An important aspect of developing new algorithms or analysis techniques involves testing and validation. In remote sensing this is typically performed using an image with known characteristics, i.e. field measurements or other expert on-the-ground knowledge. However, obtaining or creating such a dataset can be challenging. As an alternative, many researchers have turned to synthetic data to address specific validation needs.
So what are the challenges behind using “real” data for validation? Let’s consider some of the common questions addressed through remote sensing, such as classifying images into categories describing the scene (e.g. forest, water, land, buildings, etc…) or identifying the presence of particular objects or materials (e.g. oil spill, active fire areas, coastal algae blooms, etc…). To validate these types of analyses, one needs knowledge of how much and where these materials are located in the given scene. While this can sometimes be discerned through experience and familiarity with the study area, in most cases this requires physically visiting the field and collecting measurements or observations of different representative points and areas throughout the scene. The resulting data is extremely useful for testing and validation, and recommended whenever feasible; however, conducting thorough field studies is not always practical, particularly when time and budget is limited.
Here we explore a few options that researchers use for creating synthetic images, from the simple to the complex:
- A simple approach is to create an image with a grid of known values, or more specifically known spectra, where each cell in the grid represents a different material. Subsequent validation analysis can be used to confirm that a given methodology accurately categorizes each of the known materials. To add greater variability to this approach, different levels of noise can be added to the input spectra used to create the grid cells, or multiple spectra can be used to represent each of the materials. While seemingly simplistic, such grids can be useful for assessing fundamental algorithm performance.
- The grid concept can be further extended to encompass significantly greater complexity, such as creating an image using a range of feasible parameter combinations. As an example from the field of coral reef remote sensing, a model can be used to simulate an image with various combinations of water depth, water properties, and habitat composition. If water depth is segmented into 10 discrete values, water properties are represented by 3 parameters, each with 5 discrete values, and habitat composition is depicted using just 3 categories (e.g. coral, algae and sand), this results in 3750 unique parameter combinations. Such an image can be used to test the ability of an algorithm to accurately retrieve each of these parameters under a variety of conditions.

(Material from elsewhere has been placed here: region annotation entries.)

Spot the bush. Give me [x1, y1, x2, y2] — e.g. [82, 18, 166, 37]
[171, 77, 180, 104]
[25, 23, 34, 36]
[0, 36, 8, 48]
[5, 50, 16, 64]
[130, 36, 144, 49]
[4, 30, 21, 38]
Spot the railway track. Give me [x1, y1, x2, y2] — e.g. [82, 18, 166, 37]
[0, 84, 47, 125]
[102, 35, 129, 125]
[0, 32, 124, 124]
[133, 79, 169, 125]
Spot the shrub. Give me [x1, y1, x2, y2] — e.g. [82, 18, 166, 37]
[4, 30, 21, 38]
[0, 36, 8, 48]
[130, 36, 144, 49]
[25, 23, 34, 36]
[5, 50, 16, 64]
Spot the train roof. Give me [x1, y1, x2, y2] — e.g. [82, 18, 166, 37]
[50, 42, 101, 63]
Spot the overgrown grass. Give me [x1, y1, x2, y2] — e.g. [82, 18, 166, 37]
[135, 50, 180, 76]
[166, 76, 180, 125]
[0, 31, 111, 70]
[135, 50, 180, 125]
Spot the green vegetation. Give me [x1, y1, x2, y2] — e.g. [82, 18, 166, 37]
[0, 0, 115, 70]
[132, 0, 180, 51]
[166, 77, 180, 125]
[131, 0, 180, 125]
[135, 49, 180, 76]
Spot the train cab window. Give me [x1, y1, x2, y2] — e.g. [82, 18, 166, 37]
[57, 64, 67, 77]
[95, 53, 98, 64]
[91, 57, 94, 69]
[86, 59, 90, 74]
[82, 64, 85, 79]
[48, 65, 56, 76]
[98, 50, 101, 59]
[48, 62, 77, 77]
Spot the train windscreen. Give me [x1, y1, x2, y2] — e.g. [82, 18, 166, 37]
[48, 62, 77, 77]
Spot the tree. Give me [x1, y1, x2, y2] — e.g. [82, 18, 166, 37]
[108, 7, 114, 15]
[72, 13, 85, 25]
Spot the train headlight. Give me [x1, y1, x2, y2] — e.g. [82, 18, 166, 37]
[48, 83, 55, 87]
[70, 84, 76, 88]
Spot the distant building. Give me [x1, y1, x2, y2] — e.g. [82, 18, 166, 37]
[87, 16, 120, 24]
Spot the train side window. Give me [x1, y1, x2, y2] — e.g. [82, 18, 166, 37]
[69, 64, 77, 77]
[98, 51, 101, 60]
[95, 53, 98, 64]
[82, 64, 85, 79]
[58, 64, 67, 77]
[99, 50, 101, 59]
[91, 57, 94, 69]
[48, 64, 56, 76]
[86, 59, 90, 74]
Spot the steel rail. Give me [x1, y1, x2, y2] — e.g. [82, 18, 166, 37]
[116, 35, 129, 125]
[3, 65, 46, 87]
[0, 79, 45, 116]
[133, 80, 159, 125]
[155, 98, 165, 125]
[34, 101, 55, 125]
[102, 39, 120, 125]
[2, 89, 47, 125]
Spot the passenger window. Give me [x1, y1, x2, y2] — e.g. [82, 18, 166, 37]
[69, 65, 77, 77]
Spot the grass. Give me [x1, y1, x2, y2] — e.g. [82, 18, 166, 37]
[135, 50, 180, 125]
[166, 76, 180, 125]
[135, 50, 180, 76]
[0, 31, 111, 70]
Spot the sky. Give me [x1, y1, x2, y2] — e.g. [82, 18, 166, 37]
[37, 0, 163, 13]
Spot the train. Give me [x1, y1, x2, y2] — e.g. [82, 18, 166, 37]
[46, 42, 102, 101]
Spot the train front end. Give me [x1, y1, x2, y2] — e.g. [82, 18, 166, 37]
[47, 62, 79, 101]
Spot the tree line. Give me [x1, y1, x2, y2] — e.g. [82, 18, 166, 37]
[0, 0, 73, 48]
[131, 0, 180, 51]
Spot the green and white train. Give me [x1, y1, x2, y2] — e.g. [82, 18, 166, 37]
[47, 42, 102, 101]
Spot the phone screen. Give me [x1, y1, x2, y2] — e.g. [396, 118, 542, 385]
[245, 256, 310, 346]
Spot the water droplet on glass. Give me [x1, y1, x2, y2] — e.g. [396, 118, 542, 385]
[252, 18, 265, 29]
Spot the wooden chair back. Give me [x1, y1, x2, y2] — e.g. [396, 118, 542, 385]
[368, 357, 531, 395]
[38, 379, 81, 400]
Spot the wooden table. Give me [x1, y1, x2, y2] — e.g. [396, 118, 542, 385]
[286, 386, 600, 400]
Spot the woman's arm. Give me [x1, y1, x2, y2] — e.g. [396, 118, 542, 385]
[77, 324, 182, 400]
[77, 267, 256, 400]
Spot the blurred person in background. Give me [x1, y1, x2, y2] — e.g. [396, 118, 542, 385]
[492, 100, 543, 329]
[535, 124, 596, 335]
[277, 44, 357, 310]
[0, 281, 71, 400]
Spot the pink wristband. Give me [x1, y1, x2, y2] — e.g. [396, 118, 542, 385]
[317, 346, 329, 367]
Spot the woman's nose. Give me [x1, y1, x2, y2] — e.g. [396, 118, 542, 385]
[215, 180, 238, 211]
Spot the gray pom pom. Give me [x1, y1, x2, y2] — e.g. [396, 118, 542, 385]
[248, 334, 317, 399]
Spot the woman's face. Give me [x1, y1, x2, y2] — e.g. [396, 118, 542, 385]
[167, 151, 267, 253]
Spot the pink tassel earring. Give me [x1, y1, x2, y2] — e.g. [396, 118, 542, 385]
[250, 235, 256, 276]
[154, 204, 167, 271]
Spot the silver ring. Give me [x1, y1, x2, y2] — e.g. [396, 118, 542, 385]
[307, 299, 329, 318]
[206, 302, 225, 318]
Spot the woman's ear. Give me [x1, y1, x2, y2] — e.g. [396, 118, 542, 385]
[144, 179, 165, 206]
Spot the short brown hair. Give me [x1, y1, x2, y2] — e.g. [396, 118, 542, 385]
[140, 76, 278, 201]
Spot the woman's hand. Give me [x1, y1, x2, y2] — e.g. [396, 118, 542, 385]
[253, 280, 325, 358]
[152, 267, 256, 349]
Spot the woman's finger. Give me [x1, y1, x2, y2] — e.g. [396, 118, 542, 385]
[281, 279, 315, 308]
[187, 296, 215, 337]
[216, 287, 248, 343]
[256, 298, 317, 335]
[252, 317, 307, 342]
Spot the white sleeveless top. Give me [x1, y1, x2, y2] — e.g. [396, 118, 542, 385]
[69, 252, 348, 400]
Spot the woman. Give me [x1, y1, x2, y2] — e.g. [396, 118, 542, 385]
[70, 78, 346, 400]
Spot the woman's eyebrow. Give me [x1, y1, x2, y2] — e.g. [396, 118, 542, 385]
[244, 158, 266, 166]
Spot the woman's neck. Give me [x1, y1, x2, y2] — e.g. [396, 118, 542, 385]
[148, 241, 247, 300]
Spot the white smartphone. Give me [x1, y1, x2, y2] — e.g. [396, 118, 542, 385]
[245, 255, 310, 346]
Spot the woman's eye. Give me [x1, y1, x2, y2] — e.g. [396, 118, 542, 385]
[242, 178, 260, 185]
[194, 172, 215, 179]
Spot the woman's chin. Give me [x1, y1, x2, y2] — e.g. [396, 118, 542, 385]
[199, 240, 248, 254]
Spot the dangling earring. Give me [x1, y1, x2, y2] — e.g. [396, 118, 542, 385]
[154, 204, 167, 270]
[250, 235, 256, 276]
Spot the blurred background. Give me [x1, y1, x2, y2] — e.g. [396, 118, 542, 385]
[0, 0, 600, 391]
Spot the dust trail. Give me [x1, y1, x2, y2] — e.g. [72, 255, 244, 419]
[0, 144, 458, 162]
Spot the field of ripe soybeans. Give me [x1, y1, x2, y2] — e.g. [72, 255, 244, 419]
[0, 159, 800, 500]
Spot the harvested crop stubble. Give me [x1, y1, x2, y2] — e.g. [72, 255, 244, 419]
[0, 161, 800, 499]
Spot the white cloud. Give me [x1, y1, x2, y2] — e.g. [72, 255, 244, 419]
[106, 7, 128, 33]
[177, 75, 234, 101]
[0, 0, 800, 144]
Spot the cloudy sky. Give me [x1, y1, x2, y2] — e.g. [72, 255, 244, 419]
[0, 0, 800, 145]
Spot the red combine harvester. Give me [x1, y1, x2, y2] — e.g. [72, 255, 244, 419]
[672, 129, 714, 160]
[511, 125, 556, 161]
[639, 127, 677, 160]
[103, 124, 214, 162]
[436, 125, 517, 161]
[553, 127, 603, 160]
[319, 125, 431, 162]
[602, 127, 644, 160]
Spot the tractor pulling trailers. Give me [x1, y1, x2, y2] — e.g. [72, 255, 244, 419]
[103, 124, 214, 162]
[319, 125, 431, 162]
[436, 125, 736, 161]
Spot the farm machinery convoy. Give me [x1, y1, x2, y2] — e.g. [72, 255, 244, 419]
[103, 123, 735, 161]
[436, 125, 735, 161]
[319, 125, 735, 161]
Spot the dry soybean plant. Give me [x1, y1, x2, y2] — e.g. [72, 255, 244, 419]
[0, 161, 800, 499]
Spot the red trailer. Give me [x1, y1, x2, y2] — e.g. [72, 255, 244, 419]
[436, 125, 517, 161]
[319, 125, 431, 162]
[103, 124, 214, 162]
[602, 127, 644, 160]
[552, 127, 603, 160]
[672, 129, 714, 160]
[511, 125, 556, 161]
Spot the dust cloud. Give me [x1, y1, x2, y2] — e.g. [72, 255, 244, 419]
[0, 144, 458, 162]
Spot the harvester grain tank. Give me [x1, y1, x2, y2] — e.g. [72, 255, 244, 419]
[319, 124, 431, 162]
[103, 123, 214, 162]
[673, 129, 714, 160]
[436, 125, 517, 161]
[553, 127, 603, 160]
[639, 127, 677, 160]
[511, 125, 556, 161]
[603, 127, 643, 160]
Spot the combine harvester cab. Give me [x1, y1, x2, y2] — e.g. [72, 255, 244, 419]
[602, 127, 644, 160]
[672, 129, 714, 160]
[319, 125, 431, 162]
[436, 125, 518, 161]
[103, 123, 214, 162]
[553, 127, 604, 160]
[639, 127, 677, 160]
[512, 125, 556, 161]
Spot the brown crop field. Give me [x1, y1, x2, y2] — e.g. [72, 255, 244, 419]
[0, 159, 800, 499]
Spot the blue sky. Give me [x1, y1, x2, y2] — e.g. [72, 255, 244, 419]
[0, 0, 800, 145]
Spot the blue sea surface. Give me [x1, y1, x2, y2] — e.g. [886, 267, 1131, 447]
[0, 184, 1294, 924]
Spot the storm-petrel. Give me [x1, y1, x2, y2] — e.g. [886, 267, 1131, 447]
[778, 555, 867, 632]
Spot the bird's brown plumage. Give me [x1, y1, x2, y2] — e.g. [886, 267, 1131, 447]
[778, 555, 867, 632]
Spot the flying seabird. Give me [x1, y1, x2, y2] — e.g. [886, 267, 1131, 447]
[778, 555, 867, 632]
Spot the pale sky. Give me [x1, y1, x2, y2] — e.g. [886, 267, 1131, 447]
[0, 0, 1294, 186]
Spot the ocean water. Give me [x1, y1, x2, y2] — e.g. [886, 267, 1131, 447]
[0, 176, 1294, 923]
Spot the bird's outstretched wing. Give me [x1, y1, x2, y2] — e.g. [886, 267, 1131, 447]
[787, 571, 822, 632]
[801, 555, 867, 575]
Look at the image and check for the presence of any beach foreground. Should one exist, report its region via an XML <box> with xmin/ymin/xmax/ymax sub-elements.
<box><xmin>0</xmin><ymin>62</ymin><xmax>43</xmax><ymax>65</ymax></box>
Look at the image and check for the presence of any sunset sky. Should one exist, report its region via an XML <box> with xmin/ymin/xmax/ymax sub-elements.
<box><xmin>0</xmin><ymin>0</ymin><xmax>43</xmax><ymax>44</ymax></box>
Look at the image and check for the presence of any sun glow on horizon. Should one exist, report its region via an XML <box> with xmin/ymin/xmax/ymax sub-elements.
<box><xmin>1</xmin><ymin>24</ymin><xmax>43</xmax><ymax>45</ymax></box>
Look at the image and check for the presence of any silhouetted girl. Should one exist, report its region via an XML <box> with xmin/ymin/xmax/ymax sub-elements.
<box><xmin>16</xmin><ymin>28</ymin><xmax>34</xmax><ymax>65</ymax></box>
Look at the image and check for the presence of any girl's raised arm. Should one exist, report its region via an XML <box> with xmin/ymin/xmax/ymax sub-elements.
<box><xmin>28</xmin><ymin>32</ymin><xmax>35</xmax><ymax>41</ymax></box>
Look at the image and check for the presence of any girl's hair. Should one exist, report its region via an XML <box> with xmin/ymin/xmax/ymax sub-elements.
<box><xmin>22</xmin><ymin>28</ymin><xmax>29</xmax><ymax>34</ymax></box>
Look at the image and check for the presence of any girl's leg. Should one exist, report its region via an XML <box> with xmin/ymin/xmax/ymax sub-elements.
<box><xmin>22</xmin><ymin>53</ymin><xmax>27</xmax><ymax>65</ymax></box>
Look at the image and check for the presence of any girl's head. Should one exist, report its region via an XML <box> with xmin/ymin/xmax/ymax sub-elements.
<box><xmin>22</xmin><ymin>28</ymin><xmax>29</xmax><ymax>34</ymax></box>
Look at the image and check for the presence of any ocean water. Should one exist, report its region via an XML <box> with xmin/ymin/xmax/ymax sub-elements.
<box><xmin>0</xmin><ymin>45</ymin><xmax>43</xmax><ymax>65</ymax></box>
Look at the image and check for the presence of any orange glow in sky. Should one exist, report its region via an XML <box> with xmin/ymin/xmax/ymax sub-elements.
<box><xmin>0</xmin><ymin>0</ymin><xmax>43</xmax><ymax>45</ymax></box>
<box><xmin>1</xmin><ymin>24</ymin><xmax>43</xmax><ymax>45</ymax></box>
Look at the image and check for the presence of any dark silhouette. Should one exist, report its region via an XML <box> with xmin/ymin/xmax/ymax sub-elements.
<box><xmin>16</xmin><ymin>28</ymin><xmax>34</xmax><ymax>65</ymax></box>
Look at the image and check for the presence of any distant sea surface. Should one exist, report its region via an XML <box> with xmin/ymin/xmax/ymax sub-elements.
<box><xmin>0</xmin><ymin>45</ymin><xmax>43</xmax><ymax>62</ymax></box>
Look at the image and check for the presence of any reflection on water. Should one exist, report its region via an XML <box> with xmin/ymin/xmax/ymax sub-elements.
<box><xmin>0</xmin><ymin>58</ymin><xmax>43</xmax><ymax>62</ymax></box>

- To add more realism, it is also feasible to utilize a real image as the basis for creating a synthetic image. This becomes particularly important when there is a need to incorporate more realistic spatial and spectral variability in the analysis. From the field of spectral unmixing, for example, an endmember abundance map derived from a real image can be used to create a new image with a different set of endmembers. This maintains the spatial relationships present in the real image, while at the same time allowing flexibility in the spectral composition. The result is a synthetic image that can be used to test endmember extraction, spectral unmixing and other image classification techniques.
- Another approach based on “real” imagery is the NIST Hyperspectral Image Projector (HIP), which is used to project realistic hyperspectral scenes for testing sensor performance. In other words, the HIP is used to generate and display synthetic images derived from real images. As with the above example, a real image is first decomposed into a set of representative endmember spectra and abundances. The HIP then uses a combination of spectral and spatial engines to project these same spectra and endmembers, thereby replicating the original scene. The intent here is not necessarily to use the synthetic data to validate image processing techniques, but rather to test sensor performance by differentiating environmental effects from sensor effects.
Even though it’s a powerful tool, keep in mind that synthetic data won’t solve all your validation needs. You still need to demonstrate that your algorithm works in the “real world”, so it’s best to also incorporate actual measured data in your analysis.